Business leaders have pledged to work with the Isle of Government on a ‘way forward’ to protect the future of the island’s hospitality industry.
It comes weeks after trade representatives expressed concerns that bars, pubs, cafes and restaurants across the island were lurching towards a ‘crisis point’.
Last month an emergency ‘call to arms’ meeting was held at the Creg Ny Baa with members of the Licensed Victuallers’ Association (LVA), the Isle of Man Restaurateurs’ Association and representatives from the wider hospitality sector.
Those talks led to the LVA issuing a damning statement which called for changes to minimum wage legislation and taxes, a plea which was backed by the Chamber of Commerce who said that financial pressure was mounting on many businesses ‘day by day’.
Treasury Minister Alex Allinson and Enterprise Minister Tim Johnston met with representatives from the island’s hospitality industry late last month to discuss their concerns.
Both the Department for Enterprise and the island’s LVA have joined forced to issue a joint statement on those talks.
Tim Johnston MHK, Minister for Enterprise, said: ‘It is clear that the collective voice of the industry is that there is a need for Government to act quickly to mitigate concerns raised by the hospitality sector, as well as to maintain a dialogue to secure the continued vibrancy of the Isle of Man’s hospitality offering over the short, medium and long term.
‘We are listening, and I am keen to ensure the communication lines remain open with the sector.
‘As such, I have asked the Business Agency to continue this momentum and work with representatives of the sector to develop options for a way forward as an absolute priority which are affordable, sustainable and fair.’
Some of the concerns recently voiced by leaders in the island’s hospitality industry were discussed during last week’s House of Keys sitting.
Questions were raised by members regarding what the Department of Enterprise and the Treasury could do to support businesses.
One suggestion was to lower the level of Value Added Tax (VAT) levied on Manx businesses.
The Isle of Man’s VAT rate is currently set at 20%, the same as it is in the UK although what we pay is significantly higher than the other Crown Dependencies because they don’t have the tax-sharing agreement that we do with the UK.
In Jersey, the VAT figure is 5% while in Guernsey there is no VAT or any other consumption tax.
But Treasury Minister Dr Alex Allinson said reducing the VAT rate was not a viable option.
He said: ‘The VAT sharing agreement we have with the United Kingdom is crucially important to government finances, making up around 28% of our annual income.
‘VAT revenue from the hospitality sector is a large proportion of the total, and this revenue is used to fund general expenditure. Any reductions in the rate, whether temporary or permanent, needs to be offset from elsewhere through additional taxation or a reduction in services or expenditure.
‘There are various groups in the United Kingdom who have similarly been lobbying the UK Government for VAT rates in the hospitality sector to be reduced to 12.5%. Were that to happen in the UK, we would follow suit because of the VAT sharing agreement.’

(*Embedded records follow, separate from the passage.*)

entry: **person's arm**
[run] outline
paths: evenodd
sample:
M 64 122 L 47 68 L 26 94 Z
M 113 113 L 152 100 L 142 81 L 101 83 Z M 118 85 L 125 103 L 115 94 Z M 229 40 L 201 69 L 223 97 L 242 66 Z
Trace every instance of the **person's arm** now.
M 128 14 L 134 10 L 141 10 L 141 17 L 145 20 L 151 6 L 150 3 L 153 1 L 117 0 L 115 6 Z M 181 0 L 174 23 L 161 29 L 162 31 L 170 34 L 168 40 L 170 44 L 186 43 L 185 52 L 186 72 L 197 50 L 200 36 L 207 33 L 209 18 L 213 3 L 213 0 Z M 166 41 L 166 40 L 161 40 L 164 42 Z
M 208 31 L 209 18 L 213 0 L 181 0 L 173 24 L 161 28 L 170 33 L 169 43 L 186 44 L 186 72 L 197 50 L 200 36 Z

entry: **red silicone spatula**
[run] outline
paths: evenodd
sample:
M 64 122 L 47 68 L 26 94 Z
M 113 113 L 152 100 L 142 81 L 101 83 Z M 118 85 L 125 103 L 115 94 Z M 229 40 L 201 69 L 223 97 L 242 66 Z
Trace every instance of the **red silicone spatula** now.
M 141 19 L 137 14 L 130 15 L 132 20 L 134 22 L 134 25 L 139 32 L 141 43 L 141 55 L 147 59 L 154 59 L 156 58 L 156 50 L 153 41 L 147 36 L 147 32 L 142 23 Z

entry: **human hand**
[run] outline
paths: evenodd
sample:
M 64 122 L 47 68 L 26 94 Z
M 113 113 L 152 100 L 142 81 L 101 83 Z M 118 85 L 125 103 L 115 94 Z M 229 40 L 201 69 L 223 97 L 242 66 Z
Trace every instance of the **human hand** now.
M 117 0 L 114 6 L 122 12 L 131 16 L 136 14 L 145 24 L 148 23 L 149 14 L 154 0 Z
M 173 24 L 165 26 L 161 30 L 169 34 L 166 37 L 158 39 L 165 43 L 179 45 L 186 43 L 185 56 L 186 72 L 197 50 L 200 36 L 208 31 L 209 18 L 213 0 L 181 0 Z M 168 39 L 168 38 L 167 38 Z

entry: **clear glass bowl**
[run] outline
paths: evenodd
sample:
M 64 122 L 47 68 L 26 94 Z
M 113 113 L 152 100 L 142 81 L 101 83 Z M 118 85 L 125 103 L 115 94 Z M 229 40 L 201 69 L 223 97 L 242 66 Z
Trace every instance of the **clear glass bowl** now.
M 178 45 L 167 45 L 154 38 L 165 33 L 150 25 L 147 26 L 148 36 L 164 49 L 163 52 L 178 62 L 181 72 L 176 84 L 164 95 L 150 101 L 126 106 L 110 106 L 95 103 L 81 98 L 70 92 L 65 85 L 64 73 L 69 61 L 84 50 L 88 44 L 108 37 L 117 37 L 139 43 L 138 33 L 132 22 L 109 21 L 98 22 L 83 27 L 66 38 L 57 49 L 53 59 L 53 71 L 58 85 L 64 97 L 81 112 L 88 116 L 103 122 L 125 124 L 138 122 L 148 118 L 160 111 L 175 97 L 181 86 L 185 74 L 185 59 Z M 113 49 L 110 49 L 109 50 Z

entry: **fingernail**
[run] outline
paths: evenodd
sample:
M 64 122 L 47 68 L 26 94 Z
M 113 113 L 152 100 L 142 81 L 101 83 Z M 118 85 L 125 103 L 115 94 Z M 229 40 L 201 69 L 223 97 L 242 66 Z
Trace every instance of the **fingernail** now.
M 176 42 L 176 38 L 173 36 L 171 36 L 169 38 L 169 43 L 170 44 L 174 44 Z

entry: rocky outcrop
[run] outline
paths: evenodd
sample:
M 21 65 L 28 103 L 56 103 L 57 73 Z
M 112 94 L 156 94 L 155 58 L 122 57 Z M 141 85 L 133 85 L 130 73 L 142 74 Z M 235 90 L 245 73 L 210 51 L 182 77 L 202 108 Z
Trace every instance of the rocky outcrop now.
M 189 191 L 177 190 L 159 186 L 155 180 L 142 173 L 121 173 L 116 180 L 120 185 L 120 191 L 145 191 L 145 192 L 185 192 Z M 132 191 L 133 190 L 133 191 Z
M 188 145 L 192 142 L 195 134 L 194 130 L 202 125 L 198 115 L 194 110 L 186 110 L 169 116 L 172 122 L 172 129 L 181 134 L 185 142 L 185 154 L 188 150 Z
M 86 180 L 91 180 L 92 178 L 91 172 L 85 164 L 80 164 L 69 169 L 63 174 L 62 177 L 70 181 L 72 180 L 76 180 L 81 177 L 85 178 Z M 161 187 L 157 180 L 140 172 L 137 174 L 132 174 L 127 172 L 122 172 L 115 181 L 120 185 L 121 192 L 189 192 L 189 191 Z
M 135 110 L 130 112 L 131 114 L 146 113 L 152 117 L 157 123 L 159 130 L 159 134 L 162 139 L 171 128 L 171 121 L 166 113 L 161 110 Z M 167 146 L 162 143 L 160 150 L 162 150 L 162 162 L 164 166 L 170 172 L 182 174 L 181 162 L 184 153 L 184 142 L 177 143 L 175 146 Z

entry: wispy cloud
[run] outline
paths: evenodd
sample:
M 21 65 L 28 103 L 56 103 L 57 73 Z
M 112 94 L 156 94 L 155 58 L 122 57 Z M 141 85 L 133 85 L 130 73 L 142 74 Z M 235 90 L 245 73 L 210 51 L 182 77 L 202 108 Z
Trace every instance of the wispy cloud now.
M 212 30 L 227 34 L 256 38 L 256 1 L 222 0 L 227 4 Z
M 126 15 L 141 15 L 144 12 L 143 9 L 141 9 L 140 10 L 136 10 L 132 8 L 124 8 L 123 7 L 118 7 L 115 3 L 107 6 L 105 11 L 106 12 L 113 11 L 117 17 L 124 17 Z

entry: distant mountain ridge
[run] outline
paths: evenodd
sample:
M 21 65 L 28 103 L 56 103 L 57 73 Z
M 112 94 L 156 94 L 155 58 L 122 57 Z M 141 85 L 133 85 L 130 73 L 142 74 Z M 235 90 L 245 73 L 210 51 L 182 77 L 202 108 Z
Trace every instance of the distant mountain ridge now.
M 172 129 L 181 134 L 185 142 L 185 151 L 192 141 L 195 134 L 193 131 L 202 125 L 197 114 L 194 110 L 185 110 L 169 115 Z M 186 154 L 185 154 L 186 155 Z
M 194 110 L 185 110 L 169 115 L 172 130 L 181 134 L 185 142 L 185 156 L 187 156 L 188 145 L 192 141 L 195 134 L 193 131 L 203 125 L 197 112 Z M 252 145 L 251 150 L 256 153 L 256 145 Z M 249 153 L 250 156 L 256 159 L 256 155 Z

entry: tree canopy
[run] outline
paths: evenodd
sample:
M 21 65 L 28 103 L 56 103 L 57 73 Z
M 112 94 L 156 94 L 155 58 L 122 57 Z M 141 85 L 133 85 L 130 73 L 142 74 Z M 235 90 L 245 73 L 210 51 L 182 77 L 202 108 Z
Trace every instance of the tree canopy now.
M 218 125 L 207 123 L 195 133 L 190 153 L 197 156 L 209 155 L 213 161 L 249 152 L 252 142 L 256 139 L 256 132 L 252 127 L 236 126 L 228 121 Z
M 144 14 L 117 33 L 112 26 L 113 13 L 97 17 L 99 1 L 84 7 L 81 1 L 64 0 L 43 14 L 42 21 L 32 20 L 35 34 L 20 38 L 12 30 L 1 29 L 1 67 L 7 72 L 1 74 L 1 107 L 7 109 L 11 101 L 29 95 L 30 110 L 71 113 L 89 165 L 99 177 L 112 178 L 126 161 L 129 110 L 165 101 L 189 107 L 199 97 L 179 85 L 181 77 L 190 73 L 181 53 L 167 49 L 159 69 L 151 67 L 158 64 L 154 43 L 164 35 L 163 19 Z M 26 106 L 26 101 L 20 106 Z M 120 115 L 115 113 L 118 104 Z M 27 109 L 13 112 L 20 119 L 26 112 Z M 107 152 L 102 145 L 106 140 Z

In the joint statement released last week, Andy Gibbs, Chair of the LVA said the hospitality sector welcomes the acknowledgement from government.
He said: ‘This week has seen further conversation with the Isle of Man Government.
‘Our concerns were made clear in our press release, and we have agreed to now work with the Department for Enterprise to develop more detail around options for support which will achieve the desired outcomes for our industry.
‘This will allow us to maintain and improve our offering for residents and tourists, whilst being able to operate as commercially viable businesses – and importantly before the TT Races in the coming weeks.
‘We have also agreed on a structure to support a cohesive voice for the sector going forwards.
‘We welcome the acknowledgement of our concerns by government and hope the message that we need support quickly if our businesses are able to survive has been received.’